Если последовать дальше за ходом мысли Чинтах, Труба отправлял нас на верную смерть – и потому лишь, что не хотел никого насторожить.
– Кажется, я понял. Тогда ты наверняка и вторую экспедицию считаешь неудачной идеей: ее могли принять за вторжение, а
– Именно! – победно улыбнулась Чинтах. – Вьорк – отличный король для мирного времени, когда все тихо и спокойно. Но сейчас, – она понизила голос, – во главе Хорверка должен стоять воин, способный принимать быстрые и безошибочные решения. Конечно, и Вьорк когда-то водил легионы в бой, да только когда это было! Признайся, Труба ведь до сих пор не знает, как относиться к вашим находкам. Он настроен изучать врага спокойно и неторопливо, а это возможно, лишь когда нам ничего не угрожает.
Вьорк настроен? Едва ли… Скорее, ему сейчас просто не до того, а свитками занимается Ведающий Минувшее, как ему, собственно, и положено. К тому же я едва ли могу упрекнуть Дамерта в том, что он не торопится. Я бы и сам на его месте не торопился. Чинтах хорошо рассуждать, она-то тех свитков не видела…

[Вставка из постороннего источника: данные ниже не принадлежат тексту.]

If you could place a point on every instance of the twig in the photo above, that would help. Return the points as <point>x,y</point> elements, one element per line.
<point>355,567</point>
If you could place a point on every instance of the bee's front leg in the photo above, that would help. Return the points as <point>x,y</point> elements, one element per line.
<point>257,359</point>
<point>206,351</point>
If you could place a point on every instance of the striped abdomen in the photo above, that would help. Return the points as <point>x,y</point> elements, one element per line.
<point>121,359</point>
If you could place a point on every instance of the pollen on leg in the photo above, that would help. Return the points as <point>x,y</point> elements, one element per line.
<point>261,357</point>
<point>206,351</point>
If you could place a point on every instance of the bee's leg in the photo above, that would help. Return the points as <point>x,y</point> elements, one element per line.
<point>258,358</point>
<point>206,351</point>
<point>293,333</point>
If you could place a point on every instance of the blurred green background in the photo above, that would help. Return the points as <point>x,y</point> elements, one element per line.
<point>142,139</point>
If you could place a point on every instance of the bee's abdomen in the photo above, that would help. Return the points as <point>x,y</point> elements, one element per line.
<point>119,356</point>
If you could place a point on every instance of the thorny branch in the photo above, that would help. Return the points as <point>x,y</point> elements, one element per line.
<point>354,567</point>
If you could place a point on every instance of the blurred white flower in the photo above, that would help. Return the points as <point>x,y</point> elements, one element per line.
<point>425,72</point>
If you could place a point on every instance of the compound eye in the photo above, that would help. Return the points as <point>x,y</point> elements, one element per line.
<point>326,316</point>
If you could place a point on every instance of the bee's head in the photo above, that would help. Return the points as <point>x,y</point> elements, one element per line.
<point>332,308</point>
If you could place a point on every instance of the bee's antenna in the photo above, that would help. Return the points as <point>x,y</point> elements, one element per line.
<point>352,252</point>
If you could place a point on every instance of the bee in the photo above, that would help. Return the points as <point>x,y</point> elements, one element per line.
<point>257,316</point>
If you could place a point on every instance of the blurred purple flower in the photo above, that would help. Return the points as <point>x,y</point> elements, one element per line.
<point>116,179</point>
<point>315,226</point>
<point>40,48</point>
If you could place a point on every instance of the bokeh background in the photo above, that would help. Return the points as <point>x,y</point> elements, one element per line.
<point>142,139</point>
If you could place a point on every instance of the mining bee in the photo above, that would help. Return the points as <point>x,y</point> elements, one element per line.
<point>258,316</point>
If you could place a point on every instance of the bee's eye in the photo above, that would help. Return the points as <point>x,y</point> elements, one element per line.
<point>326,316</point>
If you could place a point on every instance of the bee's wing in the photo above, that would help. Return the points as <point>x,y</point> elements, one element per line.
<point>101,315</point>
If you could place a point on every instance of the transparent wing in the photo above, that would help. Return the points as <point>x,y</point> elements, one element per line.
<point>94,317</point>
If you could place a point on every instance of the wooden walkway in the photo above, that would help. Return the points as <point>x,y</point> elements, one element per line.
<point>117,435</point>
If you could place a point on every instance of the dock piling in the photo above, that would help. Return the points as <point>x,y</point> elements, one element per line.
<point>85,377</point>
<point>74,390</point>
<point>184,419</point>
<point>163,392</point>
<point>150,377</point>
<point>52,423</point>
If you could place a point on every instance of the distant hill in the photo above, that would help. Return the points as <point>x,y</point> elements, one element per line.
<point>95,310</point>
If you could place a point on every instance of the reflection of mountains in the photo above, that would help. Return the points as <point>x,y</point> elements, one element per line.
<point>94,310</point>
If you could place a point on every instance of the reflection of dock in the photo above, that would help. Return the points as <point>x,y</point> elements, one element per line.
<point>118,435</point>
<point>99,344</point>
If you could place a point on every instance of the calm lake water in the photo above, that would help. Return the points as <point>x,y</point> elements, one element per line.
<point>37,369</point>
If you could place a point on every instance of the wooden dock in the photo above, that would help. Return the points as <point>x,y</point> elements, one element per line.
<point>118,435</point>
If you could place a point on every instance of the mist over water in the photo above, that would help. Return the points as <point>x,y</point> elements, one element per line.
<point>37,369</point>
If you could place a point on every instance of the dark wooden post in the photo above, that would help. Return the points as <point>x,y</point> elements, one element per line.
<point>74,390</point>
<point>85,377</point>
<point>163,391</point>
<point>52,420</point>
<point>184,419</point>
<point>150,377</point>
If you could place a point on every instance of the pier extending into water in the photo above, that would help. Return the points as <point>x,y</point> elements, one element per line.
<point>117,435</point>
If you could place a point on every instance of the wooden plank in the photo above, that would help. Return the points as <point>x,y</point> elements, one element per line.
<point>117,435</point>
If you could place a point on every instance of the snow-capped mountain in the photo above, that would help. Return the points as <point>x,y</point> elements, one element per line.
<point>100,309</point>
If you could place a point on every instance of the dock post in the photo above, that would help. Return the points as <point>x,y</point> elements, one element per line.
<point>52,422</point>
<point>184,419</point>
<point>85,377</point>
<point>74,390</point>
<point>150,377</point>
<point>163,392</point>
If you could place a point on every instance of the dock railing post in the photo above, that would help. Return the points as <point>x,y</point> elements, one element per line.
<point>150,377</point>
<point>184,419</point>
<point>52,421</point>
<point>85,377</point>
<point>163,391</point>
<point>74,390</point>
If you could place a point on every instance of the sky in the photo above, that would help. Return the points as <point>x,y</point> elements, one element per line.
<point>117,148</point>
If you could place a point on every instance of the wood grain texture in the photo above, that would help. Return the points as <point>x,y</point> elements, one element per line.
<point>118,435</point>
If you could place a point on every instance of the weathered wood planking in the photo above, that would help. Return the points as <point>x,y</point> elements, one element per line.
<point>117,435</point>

– Что ты предлагаешь? Собрать войска и отправиться в эти туннели?
– Ну уж не замуровывать их! – Чинтах стукнула кулаком по столу, чем вновь напомнила мне своего папашу. – Хороша идея: сделать вид, что врага не существует!
– Соридель наложил на эти стены свои чары, – напомнил я.
– Чары! – презрительно бросила Чинтах. – Отец рассказывал, что у раздвоенных колдуны посильнее наших. Что им твои чары! К тому же самого сильного мага мы, как ты знаешь, неожиданно лишились.
– Биримбы, что ли? – усмехнулся я.
– Ты полагаешь, он слабый колдун? – Глаза Чинтах сузились. – Но если так, получается, что Труба приблизил к себе слабака, во всем на него полагался, доверчиво внимал его пророчествам…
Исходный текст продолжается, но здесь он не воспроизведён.